El diseño narrativo, la secuencia emocional y la complejidad del lenguaje influyen de manera directa en el nivel de interacción que generan las noticias en redes sociales, por encima del impacto inicial del titular, según concluye un estudio publicado en Information Systems Research tras analizar más de 40.000 piezas informativas y realizar varios experimentos controlados con contenido generado mediante inteligencia artificial, cuyos resultados muestran que la permanencia y la difusión dependen en gran medida de cómo se construye el relato.

La investigación, titulada “How to Tell a (News) Story? Quantifying the Impact of News Format and Storytelling on Engagement” y firmada por Debashish Ghose, Susan Mudambi, Subodha Kumar y Joydeep Srivastava, parte de un diagnóstico claro: la mayoría de los consumidores estadounidenses accede a las noticias a través de plataformas sociales, donde el titular actúa como puerta de entrada, pero el cuerpo del texto determina si el lector continúa leyendo, interactúa o comparte la información.

El estudio se compone de cuatro trabajos empíricos. El primero es un análisis observacional a gran escala que examinó de forma automatizada más de 5.000 noticias satíricas y 35.000 tradicionales publicadas en Twitter por un mismo editor, con el objetivo de aislar el efecto del formato narrativo sin la interferencia de diferencias de marca.
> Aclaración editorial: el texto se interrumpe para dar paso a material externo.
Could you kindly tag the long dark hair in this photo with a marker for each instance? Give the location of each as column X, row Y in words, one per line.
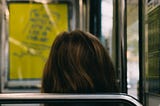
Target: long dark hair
column 78, row 63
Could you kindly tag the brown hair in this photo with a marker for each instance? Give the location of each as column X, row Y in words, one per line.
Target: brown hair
column 78, row 63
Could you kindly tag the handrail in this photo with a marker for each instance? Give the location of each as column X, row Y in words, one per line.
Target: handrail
column 10, row 98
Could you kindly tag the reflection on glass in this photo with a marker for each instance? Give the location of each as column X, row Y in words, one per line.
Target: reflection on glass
column 153, row 25
column 132, row 47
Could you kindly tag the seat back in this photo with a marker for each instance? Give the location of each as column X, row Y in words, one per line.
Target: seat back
column 68, row 99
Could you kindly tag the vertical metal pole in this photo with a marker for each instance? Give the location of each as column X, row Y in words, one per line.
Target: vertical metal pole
column 141, row 88
column 1, row 46
column 119, row 40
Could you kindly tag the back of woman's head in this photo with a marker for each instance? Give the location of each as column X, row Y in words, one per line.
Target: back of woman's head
column 78, row 63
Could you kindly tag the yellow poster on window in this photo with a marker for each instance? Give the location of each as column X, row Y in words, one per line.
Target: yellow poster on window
column 32, row 29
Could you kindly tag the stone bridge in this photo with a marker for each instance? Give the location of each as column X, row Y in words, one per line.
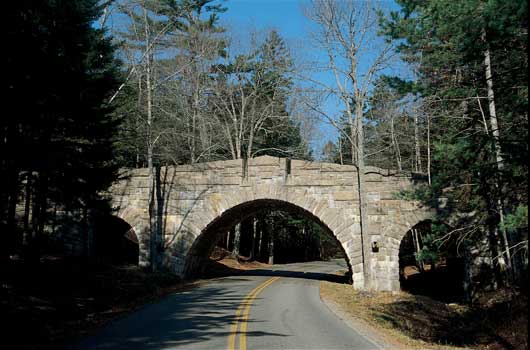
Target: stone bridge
column 198, row 203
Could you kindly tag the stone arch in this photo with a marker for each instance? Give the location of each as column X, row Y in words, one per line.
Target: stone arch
column 385, row 272
column 204, row 243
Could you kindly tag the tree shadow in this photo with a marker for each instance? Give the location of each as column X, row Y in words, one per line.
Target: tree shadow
column 217, row 269
column 183, row 319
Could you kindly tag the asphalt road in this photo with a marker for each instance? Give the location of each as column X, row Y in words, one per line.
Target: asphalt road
column 269, row 309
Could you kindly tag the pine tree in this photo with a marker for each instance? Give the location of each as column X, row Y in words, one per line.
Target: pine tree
column 62, row 132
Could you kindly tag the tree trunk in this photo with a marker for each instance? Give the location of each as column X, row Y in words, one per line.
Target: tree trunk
column 365, row 232
column 271, row 248
column 418, row 165
column 150, row 166
column 497, row 148
column 237, row 240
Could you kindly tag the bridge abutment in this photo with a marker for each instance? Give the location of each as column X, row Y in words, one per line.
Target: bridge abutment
column 200, row 202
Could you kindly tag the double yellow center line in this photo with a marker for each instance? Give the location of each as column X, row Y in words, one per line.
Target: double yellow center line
column 241, row 317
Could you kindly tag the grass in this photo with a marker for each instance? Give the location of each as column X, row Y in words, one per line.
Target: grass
column 47, row 305
column 419, row 322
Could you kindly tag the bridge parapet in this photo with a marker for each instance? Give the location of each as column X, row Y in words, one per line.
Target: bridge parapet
column 200, row 202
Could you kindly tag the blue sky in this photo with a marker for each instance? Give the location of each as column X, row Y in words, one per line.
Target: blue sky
column 286, row 16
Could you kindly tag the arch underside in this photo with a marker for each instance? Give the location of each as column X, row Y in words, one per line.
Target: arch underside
column 206, row 241
column 202, row 202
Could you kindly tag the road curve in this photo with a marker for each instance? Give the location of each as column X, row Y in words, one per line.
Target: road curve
column 268, row 309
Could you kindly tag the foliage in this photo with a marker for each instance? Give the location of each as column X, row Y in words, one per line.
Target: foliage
column 446, row 43
column 60, row 139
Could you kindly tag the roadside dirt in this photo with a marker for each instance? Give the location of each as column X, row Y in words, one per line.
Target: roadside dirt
column 405, row 321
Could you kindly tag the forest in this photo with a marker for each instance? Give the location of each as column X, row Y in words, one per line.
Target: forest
column 167, row 84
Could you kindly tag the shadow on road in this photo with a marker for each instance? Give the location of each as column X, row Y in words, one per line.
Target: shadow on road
column 216, row 269
column 183, row 320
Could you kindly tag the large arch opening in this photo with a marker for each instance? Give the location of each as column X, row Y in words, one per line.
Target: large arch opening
column 285, row 247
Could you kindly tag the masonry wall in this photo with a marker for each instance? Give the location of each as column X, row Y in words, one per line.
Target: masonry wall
column 194, row 196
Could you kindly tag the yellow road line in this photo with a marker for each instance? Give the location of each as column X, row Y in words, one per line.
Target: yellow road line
column 241, row 316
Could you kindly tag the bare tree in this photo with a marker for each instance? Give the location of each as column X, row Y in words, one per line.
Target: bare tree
column 347, row 34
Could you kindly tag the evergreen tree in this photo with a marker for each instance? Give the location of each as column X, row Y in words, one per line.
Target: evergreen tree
column 471, row 58
column 61, row 136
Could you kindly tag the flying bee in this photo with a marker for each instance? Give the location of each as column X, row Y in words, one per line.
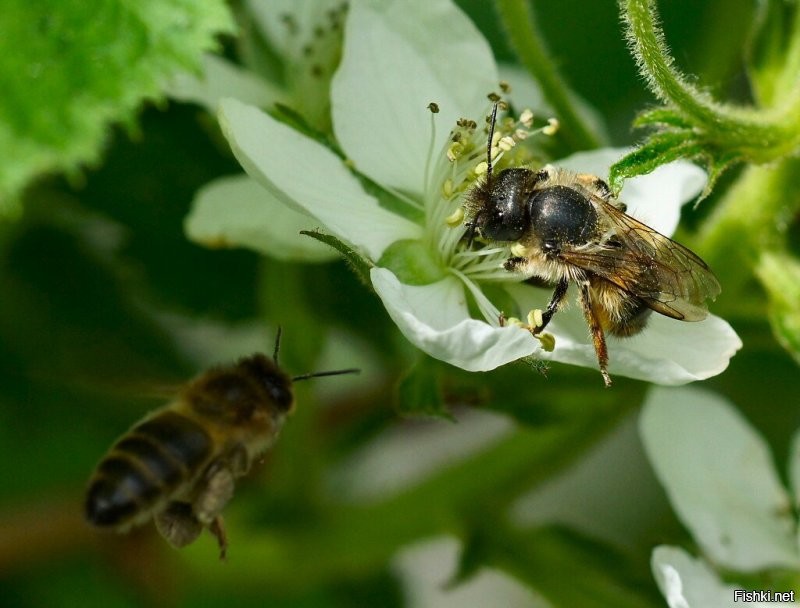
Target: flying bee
column 179, row 464
column 567, row 228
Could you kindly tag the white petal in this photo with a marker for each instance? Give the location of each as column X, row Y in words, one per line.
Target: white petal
column 526, row 93
column 237, row 211
column 307, row 176
column 720, row 479
column 689, row 583
column 654, row 199
column 399, row 56
column 219, row 79
column 434, row 318
column 270, row 16
column 667, row 351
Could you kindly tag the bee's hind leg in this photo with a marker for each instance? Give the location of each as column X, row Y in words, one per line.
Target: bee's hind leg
column 555, row 303
column 178, row 524
column 598, row 337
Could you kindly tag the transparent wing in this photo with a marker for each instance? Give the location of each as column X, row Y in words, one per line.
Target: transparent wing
column 668, row 277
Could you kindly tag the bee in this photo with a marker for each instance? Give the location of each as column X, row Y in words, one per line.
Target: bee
column 567, row 228
column 179, row 464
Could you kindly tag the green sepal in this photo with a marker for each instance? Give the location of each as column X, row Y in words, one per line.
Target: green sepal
column 68, row 70
column 411, row 261
column 358, row 263
column 419, row 392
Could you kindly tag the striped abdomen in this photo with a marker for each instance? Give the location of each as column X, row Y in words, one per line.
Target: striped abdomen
column 145, row 468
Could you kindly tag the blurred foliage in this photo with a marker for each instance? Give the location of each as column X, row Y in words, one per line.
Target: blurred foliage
column 70, row 68
column 105, row 304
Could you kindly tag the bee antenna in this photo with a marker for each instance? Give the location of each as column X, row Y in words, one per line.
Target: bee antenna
column 277, row 345
column 335, row 372
column 489, row 143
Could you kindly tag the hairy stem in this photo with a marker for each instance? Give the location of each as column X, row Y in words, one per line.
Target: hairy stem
column 519, row 21
column 761, row 134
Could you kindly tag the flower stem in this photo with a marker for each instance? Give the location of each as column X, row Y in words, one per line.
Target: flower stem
column 752, row 217
column 762, row 135
column 519, row 21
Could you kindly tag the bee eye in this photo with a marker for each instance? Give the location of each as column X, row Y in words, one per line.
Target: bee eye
column 280, row 393
column 505, row 222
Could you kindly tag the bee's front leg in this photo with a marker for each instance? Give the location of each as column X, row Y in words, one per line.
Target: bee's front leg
column 557, row 298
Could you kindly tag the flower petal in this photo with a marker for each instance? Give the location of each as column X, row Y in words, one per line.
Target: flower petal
column 667, row 352
column 219, row 79
column 434, row 318
column 686, row 582
column 399, row 56
column 310, row 178
column 654, row 199
column 236, row 211
column 719, row 477
column 289, row 37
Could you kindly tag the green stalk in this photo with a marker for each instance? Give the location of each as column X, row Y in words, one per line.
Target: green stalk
column 351, row 541
column 762, row 134
column 519, row 21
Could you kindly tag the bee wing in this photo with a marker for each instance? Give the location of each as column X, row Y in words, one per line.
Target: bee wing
column 668, row 277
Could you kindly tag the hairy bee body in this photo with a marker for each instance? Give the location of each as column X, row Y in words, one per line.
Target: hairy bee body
column 178, row 465
column 567, row 228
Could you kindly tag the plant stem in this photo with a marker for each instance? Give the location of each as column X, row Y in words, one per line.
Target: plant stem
column 752, row 217
column 762, row 134
column 519, row 21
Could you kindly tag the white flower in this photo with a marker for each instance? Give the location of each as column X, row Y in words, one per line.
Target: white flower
column 720, row 479
column 398, row 57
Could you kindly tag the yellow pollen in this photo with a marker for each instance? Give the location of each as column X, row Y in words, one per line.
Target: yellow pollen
column 454, row 219
column 519, row 250
column 548, row 341
column 447, row 188
column 506, row 143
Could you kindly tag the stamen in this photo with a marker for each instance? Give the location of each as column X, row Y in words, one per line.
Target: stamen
column 434, row 108
column 552, row 126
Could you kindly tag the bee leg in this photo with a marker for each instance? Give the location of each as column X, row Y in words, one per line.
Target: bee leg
column 598, row 337
column 178, row 524
column 215, row 494
column 217, row 529
column 555, row 303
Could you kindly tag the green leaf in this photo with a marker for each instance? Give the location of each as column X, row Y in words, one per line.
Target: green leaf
column 569, row 569
column 780, row 275
column 419, row 392
column 68, row 69
column 662, row 117
column 357, row 263
column 773, row 50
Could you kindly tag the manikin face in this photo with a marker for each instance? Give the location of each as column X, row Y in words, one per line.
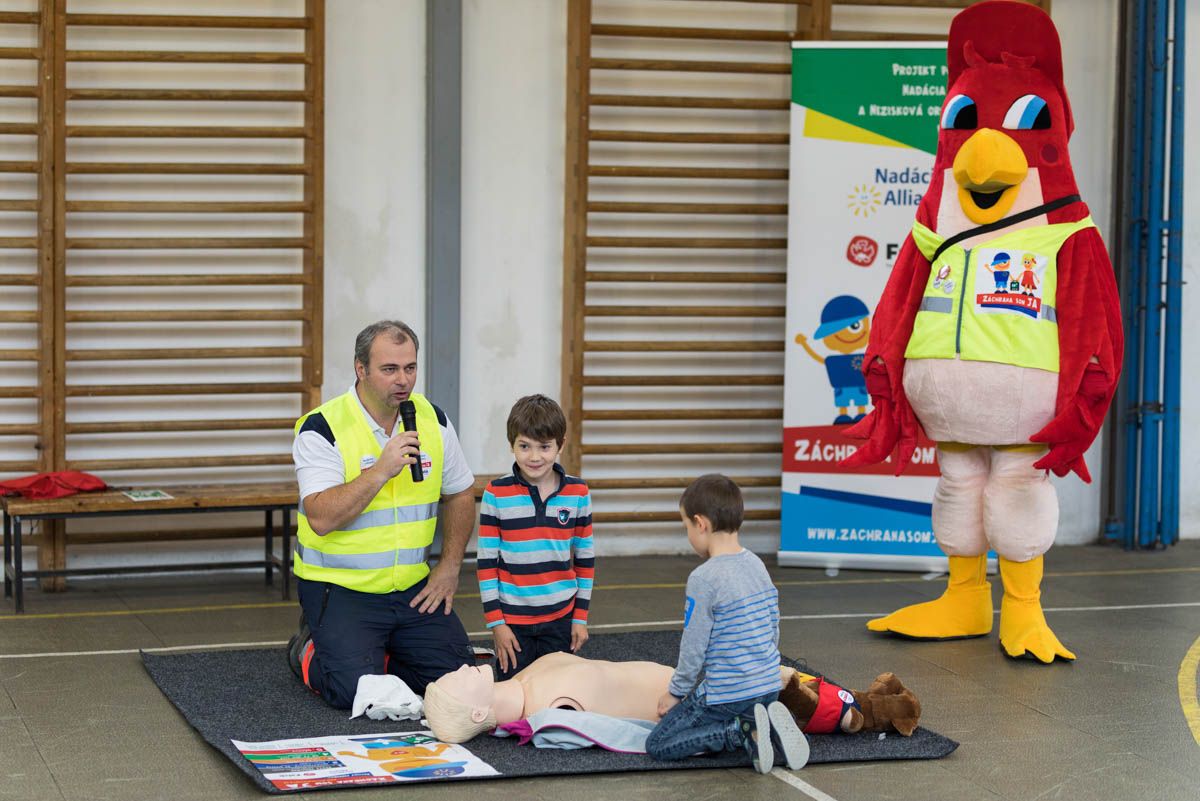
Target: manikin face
column 472, row 685
column 535, row 457
column 389, row 379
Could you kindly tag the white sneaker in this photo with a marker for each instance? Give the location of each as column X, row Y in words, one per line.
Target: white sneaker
column 791, row 740
column 762, row 752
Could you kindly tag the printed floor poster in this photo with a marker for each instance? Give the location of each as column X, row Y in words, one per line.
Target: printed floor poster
column 361, row 759
column 864, row 131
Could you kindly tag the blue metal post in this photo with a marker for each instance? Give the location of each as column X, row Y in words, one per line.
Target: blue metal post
column 1152, row 415
column 1173, row 356
column 1134, row 248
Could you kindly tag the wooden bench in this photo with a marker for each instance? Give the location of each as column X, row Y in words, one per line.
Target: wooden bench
column 268, row 498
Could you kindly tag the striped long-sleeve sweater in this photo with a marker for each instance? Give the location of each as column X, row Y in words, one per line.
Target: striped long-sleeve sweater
column 535, row 560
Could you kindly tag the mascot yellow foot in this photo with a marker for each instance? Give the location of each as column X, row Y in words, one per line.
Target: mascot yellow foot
column 963, row 610
column 1023, row 627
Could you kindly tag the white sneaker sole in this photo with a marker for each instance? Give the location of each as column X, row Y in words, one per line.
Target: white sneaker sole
column 766, row 752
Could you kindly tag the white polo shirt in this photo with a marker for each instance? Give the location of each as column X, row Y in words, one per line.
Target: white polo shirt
column 319, row 464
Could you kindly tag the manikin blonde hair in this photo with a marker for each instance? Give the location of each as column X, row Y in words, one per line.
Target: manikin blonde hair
column 451, row 718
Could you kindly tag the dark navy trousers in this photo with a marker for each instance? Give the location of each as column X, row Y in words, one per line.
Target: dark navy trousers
column 366, row 633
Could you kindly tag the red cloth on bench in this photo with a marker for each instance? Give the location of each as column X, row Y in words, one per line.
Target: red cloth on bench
column 52, row 485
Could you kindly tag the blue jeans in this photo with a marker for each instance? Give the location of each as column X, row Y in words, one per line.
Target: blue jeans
column 691, row 727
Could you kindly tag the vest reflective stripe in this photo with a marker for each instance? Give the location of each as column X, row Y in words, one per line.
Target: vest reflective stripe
column 388, row 516
column 382, row 560
column 385, row 547
column 995, row 301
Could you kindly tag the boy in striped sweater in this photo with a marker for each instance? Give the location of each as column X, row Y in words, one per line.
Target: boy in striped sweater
column 535, row 561
column 725, row 690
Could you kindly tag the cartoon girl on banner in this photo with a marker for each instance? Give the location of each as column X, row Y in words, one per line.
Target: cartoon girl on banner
column 845, row 329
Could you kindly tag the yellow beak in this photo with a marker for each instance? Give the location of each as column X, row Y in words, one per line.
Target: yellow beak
column 989, row 169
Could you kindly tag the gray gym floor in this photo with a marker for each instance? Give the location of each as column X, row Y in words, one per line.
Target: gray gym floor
column 79, row 718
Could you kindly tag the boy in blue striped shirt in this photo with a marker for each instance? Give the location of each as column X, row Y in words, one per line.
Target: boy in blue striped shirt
column 724, row 693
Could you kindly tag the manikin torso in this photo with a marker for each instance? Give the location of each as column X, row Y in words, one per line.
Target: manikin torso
column 616, row 688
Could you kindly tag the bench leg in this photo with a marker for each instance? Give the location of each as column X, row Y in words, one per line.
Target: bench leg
column 269, row 547
column 18, row 567
column 286, row 562
column 7, row 555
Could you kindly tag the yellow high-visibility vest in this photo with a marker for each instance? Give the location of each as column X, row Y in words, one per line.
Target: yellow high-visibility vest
column 387, row 546
column 994, row 302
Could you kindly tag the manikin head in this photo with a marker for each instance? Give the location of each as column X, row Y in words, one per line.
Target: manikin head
column 461, row 704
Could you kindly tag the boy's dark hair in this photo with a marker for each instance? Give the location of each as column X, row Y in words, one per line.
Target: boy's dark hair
column 537, row 417
column 717, row 498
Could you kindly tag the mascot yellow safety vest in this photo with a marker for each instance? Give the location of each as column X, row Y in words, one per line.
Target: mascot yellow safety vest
column 387, row 546
column 994, row 302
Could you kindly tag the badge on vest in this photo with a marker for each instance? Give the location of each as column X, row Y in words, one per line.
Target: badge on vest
column 1009, row 281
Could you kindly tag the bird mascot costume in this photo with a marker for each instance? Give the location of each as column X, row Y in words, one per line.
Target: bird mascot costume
column 999, row 332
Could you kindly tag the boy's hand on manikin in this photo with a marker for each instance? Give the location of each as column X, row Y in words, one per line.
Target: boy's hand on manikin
column 666, row 703
column 579, row 637
column 507, row 646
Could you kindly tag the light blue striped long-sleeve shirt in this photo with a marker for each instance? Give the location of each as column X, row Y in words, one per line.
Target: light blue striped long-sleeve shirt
column 730, row 646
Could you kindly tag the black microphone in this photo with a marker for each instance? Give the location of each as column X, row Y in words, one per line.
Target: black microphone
column 408, row 420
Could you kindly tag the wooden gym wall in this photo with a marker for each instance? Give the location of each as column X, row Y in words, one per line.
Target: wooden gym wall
column 162, row 212
column 675, row 241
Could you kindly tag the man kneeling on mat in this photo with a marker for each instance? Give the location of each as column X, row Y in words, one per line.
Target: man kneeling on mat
column 373, row 465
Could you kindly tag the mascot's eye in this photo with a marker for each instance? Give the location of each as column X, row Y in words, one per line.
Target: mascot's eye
column 960, row 114
column 1027, row 113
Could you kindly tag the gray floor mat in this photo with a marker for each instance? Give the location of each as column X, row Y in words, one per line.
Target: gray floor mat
column 252, row 696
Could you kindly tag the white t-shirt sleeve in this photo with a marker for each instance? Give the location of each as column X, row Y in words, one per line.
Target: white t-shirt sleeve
column 318, row 463
column 456, row 475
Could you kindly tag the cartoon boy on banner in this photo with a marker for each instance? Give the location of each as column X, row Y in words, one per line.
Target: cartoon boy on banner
column 845, row 329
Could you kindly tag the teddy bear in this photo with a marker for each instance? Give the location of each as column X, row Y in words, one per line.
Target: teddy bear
column 821, row 706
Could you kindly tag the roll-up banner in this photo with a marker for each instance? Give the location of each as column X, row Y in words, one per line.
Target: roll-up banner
column 864, row 130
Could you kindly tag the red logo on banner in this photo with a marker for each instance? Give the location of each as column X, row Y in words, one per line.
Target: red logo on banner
column 862, row 251
column 819, row 449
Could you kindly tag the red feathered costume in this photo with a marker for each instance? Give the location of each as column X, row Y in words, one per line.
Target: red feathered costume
column 967, row 351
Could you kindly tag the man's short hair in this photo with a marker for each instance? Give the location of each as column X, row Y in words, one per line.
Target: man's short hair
column 399, row 331
column 537, row 417
column 717, row 498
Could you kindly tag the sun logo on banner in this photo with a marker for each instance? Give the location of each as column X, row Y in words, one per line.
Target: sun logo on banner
column 864, row 199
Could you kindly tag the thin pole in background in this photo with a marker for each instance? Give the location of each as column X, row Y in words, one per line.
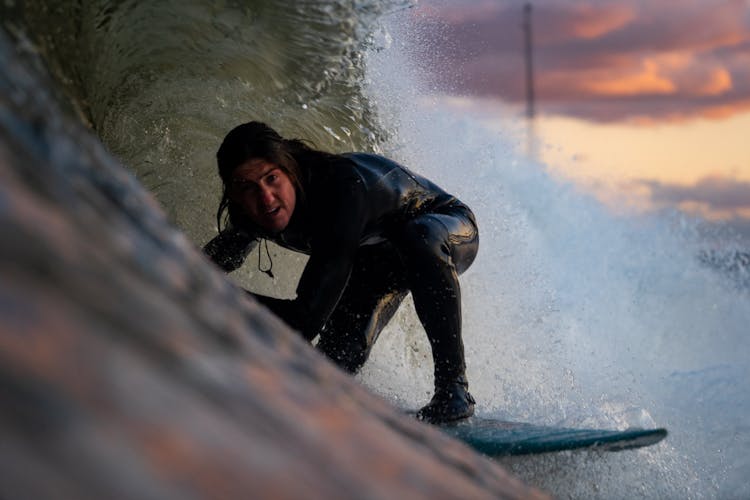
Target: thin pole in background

Los tres estudios posteriores consistieron en experimentos con más de 500 participantes, en los que se emplearon modelos de lenguaje de gran tamaño para generar versiones alternativas de las mismas historias y manipular tres variables clave: el grado de narratividad (estructura lineal frente a formato de resumen inicial), la secuencia emocional (progresión de bueno a malo o de malo a bueno) y el nivel de lectura (lenguaje simple frente a complejo).

Los resultados indican que la eficacia de estas variables depende del tipo de noticia. En el caso de la información satírica, cuando el texto utiliza un lenguaje sencillo, generan mayor interacción las piezas con baja narratividad, es decir, aquellas que presentan un resumen al inicio, combinadas con una secuencia emocional que pasa de un tono positivo a uno negativo. En cambio, cuando el lenguaje es más complejo, aumentan las métricas de interacción las historias con estructura lineal, alta narratividad y una progresión emocional de negativo a positivo.

En las noticias tradicionales, el patrón es diferente. El uso de un lenguaje sencillo tiende a favorecer la interacción de forma consistente, mientras que un mayor nivel de complejidad lingüística reduce el compromiso del lector. Sin embargo, el estudio identifica un elemento moderador relevante: cuando el consumidor presenta una fuerte conexión identitaria con la marca del medio, el coste cognitivo asociado a un texto más exigente disminuye, lo que amortigua el efecto negativo del lenguaje complejo.

La investigación también concluye que el contenido satírico debe superar umbrales más altos de “interés percibido” que el informativo tradicional para activar el comportamiento de compartir en redes sociales, lo que sugiere que el humor por sí solo no garantiza difusión. La combinación entre estructura, secuencia emocional y adecuación al perfil del lector resulta determinante para que el contenido sea considerado lo suficientemente atractivo como para ser redistribuido.

Los autores sostienen que la interacción no depende únicamente del contenido informativo, sino del diseño narrativo y de la adecuación entre forma y audiencia. El trabajo amplía los marcos teóricos habituales en el ámbito de los sistemas de información al vincular el diseño del relato con las percepciones de interés y las gratificaciones obtenidas por el lector, y aporta implicaciones prácticas para redacciones y editores que distribuyen tanto información tradicional como satírica en entornos digitales caracterizados por una competencia intensa por la atención.